AuditWalk CLI Guide

Operator-first guide for running AuditWalk on Linux, Windows, and macOS from first scan through advisory review. Use this page for sequence and intent; use the CLI Reference for exact syntax details.

Platform overview

AuditWalk helps you establish a trusted baseline, detect system drift, and interpret findings without mutating system state by default.

  • scan collects evidence.
  • baseline confirm <scan_id> creates a trusted anchor from the scan.
  • preflight performs fast verification.
  • compare computes baseline-relative drift.
  • doctor run interprets findings into advisory next steps (paid).

Use platform-native terminals and paths:

  • Linux: Bash/Zsh shell, paths like ~/.auditwalk.
  • Windows: PowerShell terminal, paths like $env:USERPROFILE\.auditwalk.
  • macOS: Terminal (zsh), paths like ~/.auditwalk.

Linux instructions

Linux is the primary CLI operating surface. Run the guided first-run path, then continue with baseline and drift workflow commands.

# Linux (bash/zsh)
auditwalk init
auditwalk scan run --profile full
auditwalk baseline confirm <scan_id>
auditwalk preflight run
auditwalk compare run --format json --out compare.json
auditwalk doctor run --format json --out doctor.json
  • Use --profile full for a complete baseline capture during initial setup.
  • Store exported artifacts in versioned run folders for reproducibility.
  • Confirm baseline state with auditwalk baseline show before automated workflows.

Windows instructions

On Windows, use PowerShell and keep output paths explicit so reports and compare artifacts are easy to archive and review.

# Windows (PowerShell)
auditwalk init
auditwalk scan run --profile full
auditwalk baseline confirm <scan_id>
auditwalk preflight run
auditwalk compare run --format json --out .\compare.json
auditwalk doctor run --format json --out .\doctor.json
  • Run commands from a PowerShell session with permissions appropriate for your scan scope.
  • Use Windows-style output destinations when scripting with task automation.
  • If a workflow references Linux-style paths, translate them to $env:USERPROFILE-based paths.

macOS instructions

On macOS, run AuditWalk from Terminal using zsh and keep baseline, compare, and advisory runs aligned with your regular operator cadence.

# macOS (zsh)
auditwalk init
auditwalk scan run --profile full
auditwalk baseline confirm <scan_id>
auditwalk preflight run
auditwalk compare run --format json --out compare.json
auditwalk doctor run --format json --out doctor.json
  • Use explicit output files during incident review sessions so compare and doctor outputs can be handed off cleanly.
  • Validate baseline presence with auditwalk baseline show before running repeated compare cycles.
  • For launchd-related drift, use compare and doctor outputs together before response actions.

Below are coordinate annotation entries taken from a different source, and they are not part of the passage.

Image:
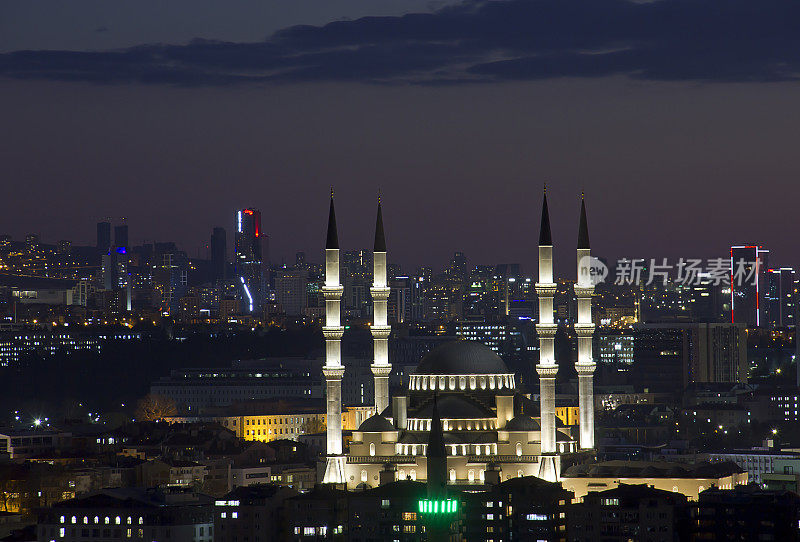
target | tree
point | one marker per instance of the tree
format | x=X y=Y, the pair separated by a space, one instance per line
x=155 y=407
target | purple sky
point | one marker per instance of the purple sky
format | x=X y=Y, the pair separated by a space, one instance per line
x=672 y=166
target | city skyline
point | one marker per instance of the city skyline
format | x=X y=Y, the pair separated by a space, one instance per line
x=696 y=146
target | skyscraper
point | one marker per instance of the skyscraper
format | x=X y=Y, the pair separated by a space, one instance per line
x=782 y=297
x=248 y=261
x=103 y=237
x=121 y=236
x=219 y=253
x=748 y=284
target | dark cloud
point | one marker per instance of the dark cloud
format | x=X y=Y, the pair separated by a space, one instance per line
x=476 y=41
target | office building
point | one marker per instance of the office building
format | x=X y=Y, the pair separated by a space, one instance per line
x=782 y=297
x=746 y=513
x=103 y=244
x=249 y=264
x=291 y=291
x=749 y=264
x=130 y=514
x=629 y=512
x=219 y=256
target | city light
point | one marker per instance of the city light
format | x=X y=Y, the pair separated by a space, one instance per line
x=444 y=506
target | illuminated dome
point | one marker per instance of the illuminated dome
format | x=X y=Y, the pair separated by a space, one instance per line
x=461 y=357
x=376 y=423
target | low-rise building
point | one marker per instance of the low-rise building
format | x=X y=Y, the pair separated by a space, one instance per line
x=629 y=512
x=130 y=514
x=251 y=513
x=746 y=513
x=687 y=479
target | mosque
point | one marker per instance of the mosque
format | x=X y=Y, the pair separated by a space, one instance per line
x=490 y=431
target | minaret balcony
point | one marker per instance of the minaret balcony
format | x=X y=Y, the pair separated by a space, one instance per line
x=546 y=289
x=380 y=292
x=546 y=330
x=583 y=290
x=332 y=293
x=380 y=332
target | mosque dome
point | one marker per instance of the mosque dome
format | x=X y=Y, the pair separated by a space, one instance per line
x=376 y=423
x=461 y=357
x=522 y=422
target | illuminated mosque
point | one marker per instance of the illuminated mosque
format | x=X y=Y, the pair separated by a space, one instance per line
x=490 y=430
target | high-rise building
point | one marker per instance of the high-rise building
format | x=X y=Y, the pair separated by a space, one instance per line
x=782 y=297
x=291 y=290
x=103 y=237
x=248 y=260
x=219 y=255
x=170 y=275
x=667 y=357
x=748 y=284
x=458 y=266
x=121 y=236
x=400 y=302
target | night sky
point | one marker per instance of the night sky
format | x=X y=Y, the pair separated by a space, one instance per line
x=678 y=118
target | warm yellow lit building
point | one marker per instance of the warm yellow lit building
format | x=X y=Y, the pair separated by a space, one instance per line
x=290 y=424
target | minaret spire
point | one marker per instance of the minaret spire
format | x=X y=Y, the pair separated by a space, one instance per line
x=584 y=329
x=380 y=237
x=380 y=326
x=333 y=235
x=333 y=368
x=547 y=367
x=545 y=237
x=583 y=228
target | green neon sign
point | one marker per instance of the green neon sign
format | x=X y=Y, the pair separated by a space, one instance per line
x=442 y=506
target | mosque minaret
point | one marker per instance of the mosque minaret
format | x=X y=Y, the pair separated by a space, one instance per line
x=333 y=369
x=546 y=329
x=380 y=326
x=461 y=417
x=584 y=329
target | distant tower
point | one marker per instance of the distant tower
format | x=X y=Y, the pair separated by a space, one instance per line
x=584 y=329
x=219 y=255
x=749 y=265
x=547 y=367
x=380 y=327
x=249 y=261
x=333 y=369
x=103 y=237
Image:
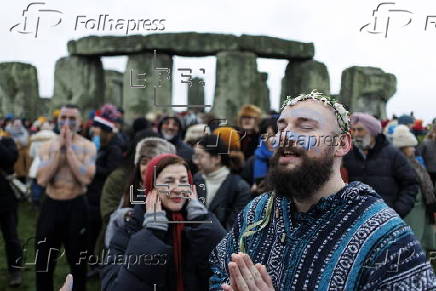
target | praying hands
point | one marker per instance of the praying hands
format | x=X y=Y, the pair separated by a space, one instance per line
x=244 y=275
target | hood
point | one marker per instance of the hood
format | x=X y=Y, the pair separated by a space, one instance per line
x=43 y=135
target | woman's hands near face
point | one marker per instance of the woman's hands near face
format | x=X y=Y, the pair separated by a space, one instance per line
x=153 y=202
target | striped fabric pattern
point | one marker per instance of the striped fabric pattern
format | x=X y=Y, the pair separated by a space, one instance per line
x=350 y=240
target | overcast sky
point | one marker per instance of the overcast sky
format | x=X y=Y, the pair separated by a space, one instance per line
x=333 y=26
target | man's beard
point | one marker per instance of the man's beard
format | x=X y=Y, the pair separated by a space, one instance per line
x=305 y=179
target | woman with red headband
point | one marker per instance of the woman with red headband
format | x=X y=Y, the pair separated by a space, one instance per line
x=165 y=244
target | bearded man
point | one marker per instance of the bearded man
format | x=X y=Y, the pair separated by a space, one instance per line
x=313 y=231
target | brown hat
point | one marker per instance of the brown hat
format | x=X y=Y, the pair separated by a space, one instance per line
x=250 y=111
x=230 y=137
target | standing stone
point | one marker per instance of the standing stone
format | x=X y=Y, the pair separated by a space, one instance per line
x=236 y=77
x=261 y=92
x=196 y=94
x=114 y=87
x=304 y=76
x=139 y=90
x=79 y=81
x=367 y=89
x=18 y=89
x=43 y=108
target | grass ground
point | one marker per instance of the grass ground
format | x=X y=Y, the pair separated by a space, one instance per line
x=27 y=216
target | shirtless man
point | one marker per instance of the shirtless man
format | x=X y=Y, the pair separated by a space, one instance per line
x=67 y=166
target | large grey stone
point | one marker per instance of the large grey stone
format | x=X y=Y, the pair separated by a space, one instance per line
x=139 y=94
x=274 y=47
x=18 y=89
x=304 y=76
x=80 y=81
x=196 y=94
x=190 y=44
x=260 y=96
x=114 y=87
x=367 y=89
x=236 y=77
x=43 y=108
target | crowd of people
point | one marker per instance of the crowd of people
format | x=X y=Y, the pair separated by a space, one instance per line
x=305 y=198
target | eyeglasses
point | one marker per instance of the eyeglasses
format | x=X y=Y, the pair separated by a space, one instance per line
x=198 y=156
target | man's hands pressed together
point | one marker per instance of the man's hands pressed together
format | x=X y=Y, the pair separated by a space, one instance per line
x=244 y=275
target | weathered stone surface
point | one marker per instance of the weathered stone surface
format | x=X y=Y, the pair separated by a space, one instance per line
x=43 y=108
x=191 y=44
x=196 y=94
x=261 y=92
x=139 y=94
x=304 y=76
x=367 y=89
x=18 y=89
x=236 y=77
x=274 y=47
x=114 y=87
x=80 y=81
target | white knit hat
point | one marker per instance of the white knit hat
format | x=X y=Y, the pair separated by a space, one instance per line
x=402 y=137
x=196 y=131
x=153 y=146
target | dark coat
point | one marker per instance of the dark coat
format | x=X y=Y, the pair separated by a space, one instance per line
x=109 y=157
x=230 y=198
x=198 y=242
x=387 y=170
x=8 y=157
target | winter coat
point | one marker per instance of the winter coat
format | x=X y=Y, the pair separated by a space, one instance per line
x=387 y=170
x=109 y=157
x=133 y=241
x=230 y=198
x=8 y=157
x=428 y=151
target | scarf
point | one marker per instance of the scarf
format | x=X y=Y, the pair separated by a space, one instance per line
x=177 y=228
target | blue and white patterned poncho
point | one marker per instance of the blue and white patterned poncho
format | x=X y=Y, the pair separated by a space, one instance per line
x=350 y=240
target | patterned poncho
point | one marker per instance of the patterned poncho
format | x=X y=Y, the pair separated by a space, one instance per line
x=350 y=240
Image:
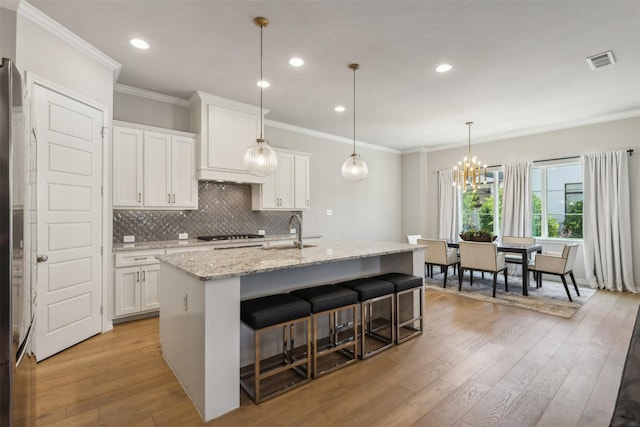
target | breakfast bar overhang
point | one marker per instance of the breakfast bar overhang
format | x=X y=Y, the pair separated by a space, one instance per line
x=200 y=294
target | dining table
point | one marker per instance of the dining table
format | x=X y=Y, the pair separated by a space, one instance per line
x=523 y=250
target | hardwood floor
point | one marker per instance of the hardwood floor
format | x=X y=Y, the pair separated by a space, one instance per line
x=477 y=364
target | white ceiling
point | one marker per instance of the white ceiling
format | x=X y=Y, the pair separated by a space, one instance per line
x=519 y=66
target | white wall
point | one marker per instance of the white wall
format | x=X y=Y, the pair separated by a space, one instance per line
x=134 y=109
x=614 y=135
x=7 y=33
x=367 y=210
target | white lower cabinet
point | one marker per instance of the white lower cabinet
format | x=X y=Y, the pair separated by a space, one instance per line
x=136 y=282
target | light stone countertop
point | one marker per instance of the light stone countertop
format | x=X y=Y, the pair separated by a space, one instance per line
x=165 y=244
x=220 y=264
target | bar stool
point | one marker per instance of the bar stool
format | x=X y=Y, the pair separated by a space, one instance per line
x=336 y=346
x=274 y=375
x=374 y=327
x=408 y=316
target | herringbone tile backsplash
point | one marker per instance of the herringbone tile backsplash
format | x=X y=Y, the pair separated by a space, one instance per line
x=223 y=208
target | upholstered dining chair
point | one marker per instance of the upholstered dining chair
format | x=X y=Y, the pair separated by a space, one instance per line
x=482 y=257
x=412 y=239
x=558 y=265
x=514 y=240
x=438 y=253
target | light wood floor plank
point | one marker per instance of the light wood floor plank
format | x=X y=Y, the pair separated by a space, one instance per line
x=477 y=364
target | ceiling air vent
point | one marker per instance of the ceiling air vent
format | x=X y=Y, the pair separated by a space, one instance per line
x=601 y=60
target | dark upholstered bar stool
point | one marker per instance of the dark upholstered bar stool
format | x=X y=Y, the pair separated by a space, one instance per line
x=408 y=316
x=377 y=314
x=335 y=346
x=274 y=375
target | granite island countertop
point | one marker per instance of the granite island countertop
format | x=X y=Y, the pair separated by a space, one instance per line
x=166 y=244
x=219 y=264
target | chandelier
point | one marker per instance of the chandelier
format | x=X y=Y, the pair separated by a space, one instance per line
x=260 y=159
x=469 y=173
x=354 y=169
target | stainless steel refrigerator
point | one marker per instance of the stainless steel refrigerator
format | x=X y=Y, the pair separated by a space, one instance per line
x=17 y=374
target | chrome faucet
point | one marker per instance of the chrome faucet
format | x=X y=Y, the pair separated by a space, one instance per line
x=298 y=241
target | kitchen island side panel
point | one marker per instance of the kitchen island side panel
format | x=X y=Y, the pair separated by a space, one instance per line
x=195 y=339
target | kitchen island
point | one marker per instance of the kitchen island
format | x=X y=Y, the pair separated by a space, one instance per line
x=200 y=294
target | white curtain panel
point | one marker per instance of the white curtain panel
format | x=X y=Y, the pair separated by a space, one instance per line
x=448 y=207
x=517 y=210
x=608 y=258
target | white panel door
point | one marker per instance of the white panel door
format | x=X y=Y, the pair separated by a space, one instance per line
x=127 y=167
x=184 y=183
x=69 y=220
x=302 y=180
x=157 y=169
x=284 y=180
x=127 y=290
x=150 y=287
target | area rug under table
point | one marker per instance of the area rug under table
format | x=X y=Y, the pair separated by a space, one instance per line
x=551 y=298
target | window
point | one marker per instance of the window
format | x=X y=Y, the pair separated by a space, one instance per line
x=557 y=200
x=481 y=210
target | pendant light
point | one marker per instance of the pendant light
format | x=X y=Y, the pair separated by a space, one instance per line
x=260 y=159
x=354 y=169
x=468 y=174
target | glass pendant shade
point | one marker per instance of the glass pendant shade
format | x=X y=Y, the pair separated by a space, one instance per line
x=260 y=159
x=354 y=169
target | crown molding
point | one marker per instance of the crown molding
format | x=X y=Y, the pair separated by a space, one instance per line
x=154 y=96
x=328 y=136
x=539 y=130
x=48 y=24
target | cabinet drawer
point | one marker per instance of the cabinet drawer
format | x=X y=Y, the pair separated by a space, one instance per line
x=137 y=258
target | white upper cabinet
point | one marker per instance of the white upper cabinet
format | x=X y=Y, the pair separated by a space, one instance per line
x=153 y=168
x=288 y=187
x=227 y=128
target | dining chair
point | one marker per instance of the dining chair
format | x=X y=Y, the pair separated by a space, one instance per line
x=516 y=240
x=482 y=257
x=438 y=253
x=412 y=239
x=557 y=265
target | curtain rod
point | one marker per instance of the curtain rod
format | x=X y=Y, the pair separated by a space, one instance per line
x=629 y=151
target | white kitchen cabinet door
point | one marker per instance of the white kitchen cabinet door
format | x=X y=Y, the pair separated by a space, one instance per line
x=302 y=198
x=184 y=184
x=127 y=167
x=149 y=287
x=277 y=192
x=157 y=169
x=127 y=290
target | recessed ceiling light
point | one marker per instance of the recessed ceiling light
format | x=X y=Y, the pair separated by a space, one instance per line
x=296 y=62
x=139 y=43
x=443 y=68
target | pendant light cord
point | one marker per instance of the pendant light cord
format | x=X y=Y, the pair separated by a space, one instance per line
x=261 y=81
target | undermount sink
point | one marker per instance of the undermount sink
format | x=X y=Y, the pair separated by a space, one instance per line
x=281 y=247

Core workflow (all platforms)

There are two valid first-run paths. Use only one to avoid duplicate setup:

  • Quick path (recommended): auditwalk init for guided first-run setup.
  • Explicit path (advanced): scan run then baseline confirm <scan_id> for manual control.

Run this sequence for the standard operator path:

auditwalk scan run --profile full
auditwalk baseline confirm <scan_id>
auditwalk preflight run
auditwalk compare run --format json
auditwalk doctor run --format json
  1. scan run captures current state as evidence.
  2. baseline confirm <scan_id> creates the trusted anchor.
  3. preflight run gives a quick confidence pass.
  4. compare run returns factual drift.
  5. doctor run adds advisory interpretation (paid).

How to read results

First-run success checkpoint:

auditwalk baseline show
  • Expect an active baseline reference in output.
  • Expect a current state summary and next best command.
  1. Read compare first for factual drift details.
  2. Read doctor run second for advisory triage and next steps (paid).
  • Treat compare as source of factual state differences.
  • Treat doctor run as advisory interpretation, not execution.
  • If policy metadata appears (for example policy_suppressed), keep original vs effective severity distinctions intact.
  • If advisory state is degraded or guardrail blocked, continue manual review.

Watch vs manual workflow

watch automates repeated compare cycles at a fixed interval. Manual workflow remains valid at all times.

Manual equivalent:

auditwalk compare run
auditwalk doctor run

Continuous monitoring (Pro):

auditwalk watch run --interval 300

Use manual workflow for explicit periodic checks. Use watch for interval-based continuous detection and event output.

Common mistakes and operator notes

  • Do not skip baseline confirm. compare and preflight depend on a confirmed baseline.
  • Prefer canonical commands in automation and runbooks; use aliases for operator convenience only.
  • Use --format json when you need machine-readable output and audit trails.
  • Do not treat advisory output as repair execution.
  • If watch is unavailable in your license tier, run manual compare and use doctor run when licensed.